From 668b119aff485e21bb95f18a566288aca11e4783 Mon Sep 17 00:00:00 2001
From: Patrick Hoefler <patrick_hoefler@gmx.net>
Date: Sat, 1 Nov 2025 17:21:09 +0000
Subject: [PATCH 2/4] Fixup

---
 pandas/tests/extension/test_arrow.py | 1 +
 1 file changed, 1 insertion(+)

diff --git a/pandas/tests/extension/test_arrow.py b/pandas/tests/extension/test_arrow.py
index c4ea4f28d7a34..70ee8f0468202 100644
--- a/pandas/tests/extension/test_arrow.py
+++ b/pandas/tests/extension/test_arrow.py
@@ -3780,6 +3780,7 @@ def test_arrow_dtype_itemsize_fixed_width(type_name, expected_size):
     )
 
 
+@pytest.mark.filterwarnings("ignore::Pandas4Warning")  # min versions build
 def test_roundtrip_of_nested_types():
     df = pd.DataFrame(
         {

From cecfe20f3acb0f5dbc207cd7e19206a7ac1a25ba Mon Sep 17 00:00:00 2001
From: Patrick Hoefler <patrick_hoefler@gmx.net>
Date: Sat, 1 Nov 2025 22:37:28 +0000
Subject: [PATCH 3/4] Fixup

---
 pandas/tests/extension/test_arrow.py | 10 +++++++---
 1 file changed, 7 insertions(+), 3 deletions(-)

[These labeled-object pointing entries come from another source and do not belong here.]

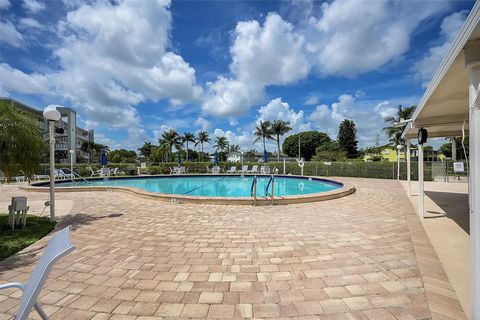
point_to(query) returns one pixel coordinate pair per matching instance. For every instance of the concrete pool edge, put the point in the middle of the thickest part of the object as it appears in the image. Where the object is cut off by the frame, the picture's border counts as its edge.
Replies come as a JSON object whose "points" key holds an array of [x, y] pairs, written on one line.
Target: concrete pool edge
{"points": [[343, 191]]}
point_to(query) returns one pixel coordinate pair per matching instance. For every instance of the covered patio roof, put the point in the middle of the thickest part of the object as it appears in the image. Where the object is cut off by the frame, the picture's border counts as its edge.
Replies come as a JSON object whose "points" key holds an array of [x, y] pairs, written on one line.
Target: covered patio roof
{"points": [[443, 108]]}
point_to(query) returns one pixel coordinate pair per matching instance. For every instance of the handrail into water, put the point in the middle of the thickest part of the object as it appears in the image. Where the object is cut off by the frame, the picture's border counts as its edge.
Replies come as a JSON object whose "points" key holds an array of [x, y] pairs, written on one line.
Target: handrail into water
{"points": [[271, 181], [253, 190], [82, 178]]}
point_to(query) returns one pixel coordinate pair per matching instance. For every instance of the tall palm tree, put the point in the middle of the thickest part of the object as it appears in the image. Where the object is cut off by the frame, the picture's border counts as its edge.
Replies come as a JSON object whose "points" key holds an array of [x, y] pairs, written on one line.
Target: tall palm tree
{"points": [[233, 148], [279, 128], [221, 143], [263, 132], [188, 137], [202, 138], [171, 139], [146, 150], [394, 132]]}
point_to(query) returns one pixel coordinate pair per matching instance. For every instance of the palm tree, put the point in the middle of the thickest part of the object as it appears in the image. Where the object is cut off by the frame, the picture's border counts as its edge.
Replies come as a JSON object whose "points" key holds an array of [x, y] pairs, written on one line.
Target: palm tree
{"points": [[234, 148], [188, 137], [221, 143], [393, 131], [279, 128], [263, 131], [202, 138], [146, 150], [171, 139]]}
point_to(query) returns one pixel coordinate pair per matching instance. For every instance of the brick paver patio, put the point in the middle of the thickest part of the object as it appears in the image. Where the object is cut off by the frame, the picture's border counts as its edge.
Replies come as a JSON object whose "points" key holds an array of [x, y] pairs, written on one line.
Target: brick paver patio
{"points": [[364, 256]]}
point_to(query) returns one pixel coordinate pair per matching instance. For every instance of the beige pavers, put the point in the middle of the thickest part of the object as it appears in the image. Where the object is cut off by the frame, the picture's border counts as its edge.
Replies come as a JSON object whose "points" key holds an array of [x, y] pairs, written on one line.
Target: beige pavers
{"points": [[364, 256]]}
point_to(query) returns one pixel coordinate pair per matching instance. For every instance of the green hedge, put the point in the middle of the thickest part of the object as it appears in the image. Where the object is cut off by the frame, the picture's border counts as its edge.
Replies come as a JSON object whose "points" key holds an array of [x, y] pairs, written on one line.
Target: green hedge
{"points": [[83, 169], [378, 170]]}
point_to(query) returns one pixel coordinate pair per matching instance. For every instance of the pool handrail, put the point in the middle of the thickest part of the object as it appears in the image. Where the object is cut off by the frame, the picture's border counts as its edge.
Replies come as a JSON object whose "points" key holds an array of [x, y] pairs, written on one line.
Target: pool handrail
{"points": [[253, 190], [271, 181]]}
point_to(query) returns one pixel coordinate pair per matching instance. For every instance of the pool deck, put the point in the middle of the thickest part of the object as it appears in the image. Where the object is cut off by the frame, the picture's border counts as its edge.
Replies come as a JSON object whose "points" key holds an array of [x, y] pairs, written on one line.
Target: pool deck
{"points": [[345, 190], [363, 256]]}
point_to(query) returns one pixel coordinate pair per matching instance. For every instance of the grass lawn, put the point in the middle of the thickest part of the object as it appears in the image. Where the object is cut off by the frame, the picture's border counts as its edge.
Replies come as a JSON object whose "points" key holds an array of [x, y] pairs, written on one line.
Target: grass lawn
{"points": [[13, 241]]}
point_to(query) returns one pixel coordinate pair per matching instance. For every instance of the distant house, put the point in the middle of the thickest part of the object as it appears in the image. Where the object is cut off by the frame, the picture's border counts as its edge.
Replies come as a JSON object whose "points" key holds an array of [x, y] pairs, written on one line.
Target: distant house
{"points": [[234, 157], [388, 153]]}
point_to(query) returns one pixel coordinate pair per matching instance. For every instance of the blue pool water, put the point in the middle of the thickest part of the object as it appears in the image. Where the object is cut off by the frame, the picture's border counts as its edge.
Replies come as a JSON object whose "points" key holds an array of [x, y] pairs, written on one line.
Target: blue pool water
{"points": [[216, 186]]}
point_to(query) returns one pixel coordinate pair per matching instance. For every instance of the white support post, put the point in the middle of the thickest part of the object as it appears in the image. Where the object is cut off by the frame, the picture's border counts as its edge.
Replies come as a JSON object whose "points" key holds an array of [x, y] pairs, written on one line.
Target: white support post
{"points": [[409, 180], [454, 149], [421, 204], [51, 129], [398, 163], [474, 144]]}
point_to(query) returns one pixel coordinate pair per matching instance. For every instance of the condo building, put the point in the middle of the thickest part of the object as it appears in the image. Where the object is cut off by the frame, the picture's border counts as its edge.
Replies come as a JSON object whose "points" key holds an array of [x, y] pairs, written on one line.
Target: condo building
{"points": [[72, 137]]}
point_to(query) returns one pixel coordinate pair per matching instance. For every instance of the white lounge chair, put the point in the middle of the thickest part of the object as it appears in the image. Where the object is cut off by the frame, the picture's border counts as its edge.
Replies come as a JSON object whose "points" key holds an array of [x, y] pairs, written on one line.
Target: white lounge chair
{"points": [[265, 169], [233, 169], [58, 247], [41, 177], [17, 212], [254, 169], [114, 171], [67, 174], [94, 172]]}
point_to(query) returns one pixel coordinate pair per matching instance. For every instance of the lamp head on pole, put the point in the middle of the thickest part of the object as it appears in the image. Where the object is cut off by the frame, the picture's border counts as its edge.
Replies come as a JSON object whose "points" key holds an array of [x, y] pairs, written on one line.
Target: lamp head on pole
{"points": [[51, 114]]}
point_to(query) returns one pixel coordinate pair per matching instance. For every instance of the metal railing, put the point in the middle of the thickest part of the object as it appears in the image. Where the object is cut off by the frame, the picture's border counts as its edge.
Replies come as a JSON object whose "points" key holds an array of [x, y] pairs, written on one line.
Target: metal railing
{"points": [[271, 181], [253, 190]]}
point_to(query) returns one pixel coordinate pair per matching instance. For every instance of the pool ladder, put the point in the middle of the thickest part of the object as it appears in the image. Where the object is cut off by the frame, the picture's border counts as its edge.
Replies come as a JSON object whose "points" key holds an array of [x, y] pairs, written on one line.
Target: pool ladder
{"points": [[270, 182], [253, 190]]}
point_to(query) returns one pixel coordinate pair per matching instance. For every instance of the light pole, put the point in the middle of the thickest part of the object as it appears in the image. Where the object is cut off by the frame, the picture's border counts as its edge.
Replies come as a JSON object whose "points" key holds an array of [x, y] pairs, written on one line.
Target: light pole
{"points": [[71, 162], [52, 115], [399, 147]]}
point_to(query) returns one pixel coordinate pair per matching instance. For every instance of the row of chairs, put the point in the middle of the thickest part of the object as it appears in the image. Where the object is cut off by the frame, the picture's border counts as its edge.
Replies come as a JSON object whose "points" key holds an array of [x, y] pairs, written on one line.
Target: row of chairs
{"points": [[105, 172], [244, 170]]}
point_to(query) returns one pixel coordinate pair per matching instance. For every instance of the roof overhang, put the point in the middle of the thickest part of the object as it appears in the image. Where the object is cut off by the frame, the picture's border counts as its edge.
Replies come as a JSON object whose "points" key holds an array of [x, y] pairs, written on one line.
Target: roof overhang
{"points": [[443, 109]]}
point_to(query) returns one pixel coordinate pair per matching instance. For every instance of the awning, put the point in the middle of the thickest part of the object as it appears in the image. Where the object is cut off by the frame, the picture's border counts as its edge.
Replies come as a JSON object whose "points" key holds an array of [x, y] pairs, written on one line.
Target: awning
{"points": [[444, 106]]}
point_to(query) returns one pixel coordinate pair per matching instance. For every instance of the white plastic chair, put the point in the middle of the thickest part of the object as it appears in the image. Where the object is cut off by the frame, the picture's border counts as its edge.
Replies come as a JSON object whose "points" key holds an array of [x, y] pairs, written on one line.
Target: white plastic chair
{"points": [[94, 172], [66, 175], [254, 169], [58, 247]]}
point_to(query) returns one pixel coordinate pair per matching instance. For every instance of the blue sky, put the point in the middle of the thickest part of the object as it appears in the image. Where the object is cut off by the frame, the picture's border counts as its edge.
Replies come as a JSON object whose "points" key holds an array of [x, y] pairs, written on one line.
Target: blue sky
{"points": [[132, 69]]}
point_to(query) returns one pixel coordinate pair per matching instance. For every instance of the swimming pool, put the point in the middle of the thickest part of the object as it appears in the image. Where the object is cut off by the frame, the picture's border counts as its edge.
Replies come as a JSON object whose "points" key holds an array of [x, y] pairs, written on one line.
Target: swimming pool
{"points": [[217, 186], [214, 189]]}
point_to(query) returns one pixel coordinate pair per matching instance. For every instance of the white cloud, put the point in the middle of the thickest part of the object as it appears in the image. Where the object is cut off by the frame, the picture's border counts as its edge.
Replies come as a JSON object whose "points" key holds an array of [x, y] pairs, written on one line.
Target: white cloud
{"points": [[112, 56], [31, 23], [203, 123], [277, 109], [4, 4], [312, 100], [347, 37], [19, 81], [271, 54], [243, 139], [425, 68], [229, 97], [268, 54], [10, 35], [33, 6]]}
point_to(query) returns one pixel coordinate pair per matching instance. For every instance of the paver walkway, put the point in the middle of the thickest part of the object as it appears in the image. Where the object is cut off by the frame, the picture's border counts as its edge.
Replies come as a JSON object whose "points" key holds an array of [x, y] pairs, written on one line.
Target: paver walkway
{"points": [[358, 257]]}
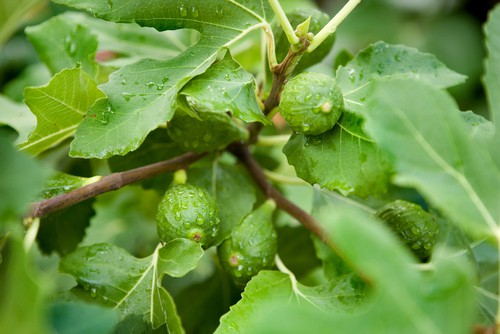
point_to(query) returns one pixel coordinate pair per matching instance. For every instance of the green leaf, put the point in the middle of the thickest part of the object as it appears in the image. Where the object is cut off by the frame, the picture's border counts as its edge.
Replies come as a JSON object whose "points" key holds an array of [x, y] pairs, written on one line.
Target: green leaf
{"points": [[18, 117], [492, 72], [492, 76], [406, 298], [480, 129], [381, 60], [60, 44], [63, 230], [232, 189], [114, 278], [59, 107], [128, 41], [20, 180], [358, 167], [201, 305], [280, 288], [432, 151], [156, 147], [226, 86], [82, 318], [22, 302], [142, 96], [339, 160]]}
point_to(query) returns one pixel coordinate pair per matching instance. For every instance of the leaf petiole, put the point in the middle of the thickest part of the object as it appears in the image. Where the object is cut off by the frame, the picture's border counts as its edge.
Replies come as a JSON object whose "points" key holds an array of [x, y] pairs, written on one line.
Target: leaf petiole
{"points": [[331, 27], [285, 23]]}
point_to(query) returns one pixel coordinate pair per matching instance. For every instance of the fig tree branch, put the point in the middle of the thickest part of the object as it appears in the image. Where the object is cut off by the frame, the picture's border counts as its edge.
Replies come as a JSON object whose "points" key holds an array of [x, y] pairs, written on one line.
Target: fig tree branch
{"points": [[109, 183], [257, 173]]}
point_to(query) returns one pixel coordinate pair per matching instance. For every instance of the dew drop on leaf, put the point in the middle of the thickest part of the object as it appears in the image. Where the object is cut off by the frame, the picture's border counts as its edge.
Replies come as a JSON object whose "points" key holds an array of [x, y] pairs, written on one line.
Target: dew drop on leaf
{"points": [[194, 12], [183, 10]]}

diff --git a/pandas/tests/extension/test_arrow.py b/pandas/tests/extension/test_arrow.py
index 70ee8f0468202..b8357f53486ba 100644
--- a/pandas/tests/extension/test_arrow.py
+++ b/pandas/tests/extension/test_arrow.py
@@ -3780,7 +3780,6 @@ def test_arrow_dtype_itemsize_fixed_width(type_name, expected_size):
     )
 
 
-@pytest.mark.filterwarnings("ignore::Pandas4Warning")  # min versions build
 def test_roundtrip_of_nested_types():
     df = pd.DataFrame(
         {
@@ -3853,8 +3852,13 @@ def test_roundtrip_of_nested_types():
         }
     )
 
-    table = pa.Table.from_pandas(df)
-    result = table.to_pandas()
+    if pa_version_under19p0:
+        with tm.assert_produces_warning(Pandas4Warning):
+            table = pa.Table.from_pandas(df)
+            result = table.to_pandas()
+    else:
+        table = pa.Table.from_pandas(df)
+        result = table.to_pandas()
     tm.assert_frame_equal(result, df)
 
 

From 87e6841d78c2af25fff2dd8fadce521be7d1abb2 Mon Sep 17 00:00:00 2001
From: Patrick Hoefler <61934744+phofl@users.noreply.github.com>
Date: Sat, 1 Nov 2025 23:06:38 +0000
Subject: [PATCH 4/4] Update test_arrow.py

---
 pandas/tests/extension/test_arrow.py | 2 +-
 1 file changed, 1 insertion(+), 1 deletion(-)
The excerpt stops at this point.